1 shows a generatively manufactured object 1 which has at least one functional area with a supporting function 2 . In this exemplary embodiment, the generatively manufactured object 1 is in the form of a split ring and the functional area with a supporting function 2 is in the form of a support structure. The support structure is necessary to to form the generatively manufactured object 1 in its shape during the layered construction and also to keep it. After the generatively manufactured object 1 has been formed, the support structure is removed in layers by the radiation. The surface 3 of the object 1, in particular the surface 3 onto which the support structure was previously formed, is optimized in terms of its morphology by the radiation immediately when the support structure is removed. Manual rework, manual removal of the support structure and improvement of the generatively manufactured object 1 can be dispensed with. 2 shows another generatively manufactured object 1 with a functional area with a supporting function 2 . In this exemplary embodiment, the generatively manufactured object 1 is designed as a wall-shaped component and the functional area with a supporting function 2 is designed as a supporting structure. After the formation of the generatively manufactured object 1, the support structure is removed in layers by the radiation, while the surface 3 of the generatively manufactured object is optimized in terms of its morphology for the application of the object 1 immediately upon removal of the support structure.

Claims

patent claims

1. Additively manufactured object (1) with at least one functional area with a supporting function (2), which is removed with a tool after production, characterized in that the functional area with a supporting function (2) is removed with a radiation source.

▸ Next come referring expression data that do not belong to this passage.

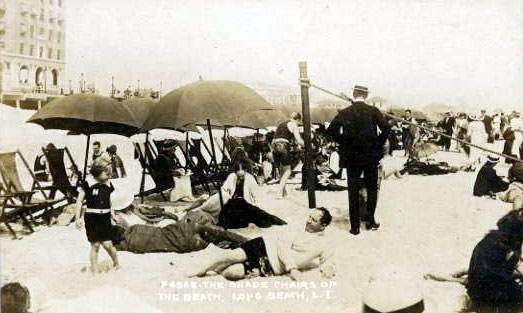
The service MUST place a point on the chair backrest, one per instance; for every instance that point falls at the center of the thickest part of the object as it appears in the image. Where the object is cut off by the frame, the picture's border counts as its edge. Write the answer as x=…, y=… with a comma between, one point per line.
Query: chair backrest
x=9, y=172
x=56, y=160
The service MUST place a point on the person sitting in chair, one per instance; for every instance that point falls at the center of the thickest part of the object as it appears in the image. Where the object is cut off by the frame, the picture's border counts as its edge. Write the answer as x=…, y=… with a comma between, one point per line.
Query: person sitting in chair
x=240, y=196
x=488, y=182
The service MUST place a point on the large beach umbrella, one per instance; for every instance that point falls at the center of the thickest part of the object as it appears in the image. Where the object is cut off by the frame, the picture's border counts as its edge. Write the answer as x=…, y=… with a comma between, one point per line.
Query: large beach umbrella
x=221, y=102
x=87, y=114
x=216, y=102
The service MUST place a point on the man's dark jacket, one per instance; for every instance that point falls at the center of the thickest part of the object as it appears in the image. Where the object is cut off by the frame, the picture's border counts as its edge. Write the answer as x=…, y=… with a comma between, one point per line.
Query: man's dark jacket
x=356, y=130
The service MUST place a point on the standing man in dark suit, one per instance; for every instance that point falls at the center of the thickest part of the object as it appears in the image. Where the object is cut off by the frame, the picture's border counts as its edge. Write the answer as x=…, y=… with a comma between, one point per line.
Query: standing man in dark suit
x=361, y=131
x=447, y=125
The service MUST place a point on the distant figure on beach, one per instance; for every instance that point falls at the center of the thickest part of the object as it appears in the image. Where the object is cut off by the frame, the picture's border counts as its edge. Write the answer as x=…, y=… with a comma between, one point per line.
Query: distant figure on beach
x=118, y=169
x=488, y=182
x=41, y=169
x=361, y=148
x=447, y=125
x=278, y=255
x=492, y=280
x=406, y=137
x=97, y=150
x=98, y=212
x=287, y=134
x=15, y=298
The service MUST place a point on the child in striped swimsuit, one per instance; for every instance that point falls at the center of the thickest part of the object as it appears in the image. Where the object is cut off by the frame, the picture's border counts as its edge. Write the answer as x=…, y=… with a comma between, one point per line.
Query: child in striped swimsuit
x=98, y=213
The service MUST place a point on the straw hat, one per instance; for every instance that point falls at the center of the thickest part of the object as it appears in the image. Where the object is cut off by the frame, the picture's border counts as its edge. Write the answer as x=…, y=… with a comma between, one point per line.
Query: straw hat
x=396, y=288
x=492, y=158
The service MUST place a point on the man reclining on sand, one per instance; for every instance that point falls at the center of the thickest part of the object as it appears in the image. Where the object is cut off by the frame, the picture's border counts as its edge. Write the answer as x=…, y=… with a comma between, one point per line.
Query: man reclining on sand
x=267, y=256
x=183, y=236
x=493, y=279
x=240, y=195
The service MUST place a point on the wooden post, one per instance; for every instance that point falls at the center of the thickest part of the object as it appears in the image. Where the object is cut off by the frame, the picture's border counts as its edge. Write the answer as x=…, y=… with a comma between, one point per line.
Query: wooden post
x=86, y=155
x=304, y=82
x=216, y=163
x=142, y=181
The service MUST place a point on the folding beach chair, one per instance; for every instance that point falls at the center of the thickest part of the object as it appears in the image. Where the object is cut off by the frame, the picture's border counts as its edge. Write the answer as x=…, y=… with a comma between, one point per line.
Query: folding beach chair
x=16, y=201
x=61, y=180
x=147, y=156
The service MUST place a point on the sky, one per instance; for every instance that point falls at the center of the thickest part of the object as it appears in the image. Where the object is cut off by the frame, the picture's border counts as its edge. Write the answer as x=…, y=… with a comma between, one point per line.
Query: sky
x=410, y=52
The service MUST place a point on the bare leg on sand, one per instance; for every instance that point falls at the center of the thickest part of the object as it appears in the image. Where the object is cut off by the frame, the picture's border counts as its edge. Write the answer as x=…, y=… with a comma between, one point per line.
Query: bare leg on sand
x=456, y=277
x=219, y=262
x=111, y=250
x=282, y=192
x=93, y=257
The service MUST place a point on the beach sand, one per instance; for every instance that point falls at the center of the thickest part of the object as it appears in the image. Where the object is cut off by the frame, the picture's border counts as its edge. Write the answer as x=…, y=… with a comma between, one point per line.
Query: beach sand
x=430, y=221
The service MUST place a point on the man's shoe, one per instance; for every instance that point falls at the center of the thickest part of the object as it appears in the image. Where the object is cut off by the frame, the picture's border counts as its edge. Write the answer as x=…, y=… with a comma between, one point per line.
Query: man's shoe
x=372, y=225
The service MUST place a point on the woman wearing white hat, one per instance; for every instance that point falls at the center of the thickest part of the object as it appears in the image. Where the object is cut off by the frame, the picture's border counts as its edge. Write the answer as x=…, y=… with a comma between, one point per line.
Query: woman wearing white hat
x=478, y=136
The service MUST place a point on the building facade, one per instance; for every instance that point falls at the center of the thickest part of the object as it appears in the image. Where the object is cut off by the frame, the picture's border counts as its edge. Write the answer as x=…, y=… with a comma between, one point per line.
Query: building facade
x=278, y=95
x=32, y=52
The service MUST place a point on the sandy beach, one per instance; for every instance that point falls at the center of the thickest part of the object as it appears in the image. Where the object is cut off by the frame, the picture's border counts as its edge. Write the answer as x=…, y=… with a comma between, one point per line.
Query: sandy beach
x=431, y=222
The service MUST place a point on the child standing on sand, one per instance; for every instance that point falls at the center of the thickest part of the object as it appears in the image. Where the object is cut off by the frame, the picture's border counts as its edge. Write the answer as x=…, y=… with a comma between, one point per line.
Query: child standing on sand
x=98, y=212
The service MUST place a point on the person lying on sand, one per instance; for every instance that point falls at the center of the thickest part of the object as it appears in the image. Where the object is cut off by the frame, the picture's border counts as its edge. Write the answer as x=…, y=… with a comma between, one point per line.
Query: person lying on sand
x=183, y=236
x=239, y=192
x=493, y=279
x=268, y=256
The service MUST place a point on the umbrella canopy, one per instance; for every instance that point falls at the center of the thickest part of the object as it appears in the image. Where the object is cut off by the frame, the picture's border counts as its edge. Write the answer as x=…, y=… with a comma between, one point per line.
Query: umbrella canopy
x=320, y=115
x=87, y=114
x=222, y=102
x=140, y=108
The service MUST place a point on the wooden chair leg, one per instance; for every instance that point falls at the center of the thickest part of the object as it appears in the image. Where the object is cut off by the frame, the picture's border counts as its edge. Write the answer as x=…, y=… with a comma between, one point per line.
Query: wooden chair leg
x=26, y=223
x=10, y=230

2. Additively manufactured object (1) according to claim 1, characterized in that the functional area with a supporting function (2) is removed in layers.

3. Additively manufactured object (1) according to claim 1 or 2, characterized in that the morphology of the surface (3) of the additively manufactured component part (1) is changed immediately upon removal of the functional area with supporting function (2).

4. A method of manufacturing a generative article (1) comprising the following steps: selectively exposing a build material to radiation,

formation of functional areas of the object (1),

Selective exposure to radiation on the functional areas.

5. The method according to claim 4, characterized in that the functional area with a supporting function (2) is removed in layers by the action of radiation.

6. The method according to claim 4 or 5, characterized in that the radiation is a data-guided laser beam.

7. The method according to any one of claims 4 to 6, characterized in that the

Energy, the intensity and the scanning speed of the radiation to change the morphology of the surface (3) of the generatively manufactured object (1) are va riated.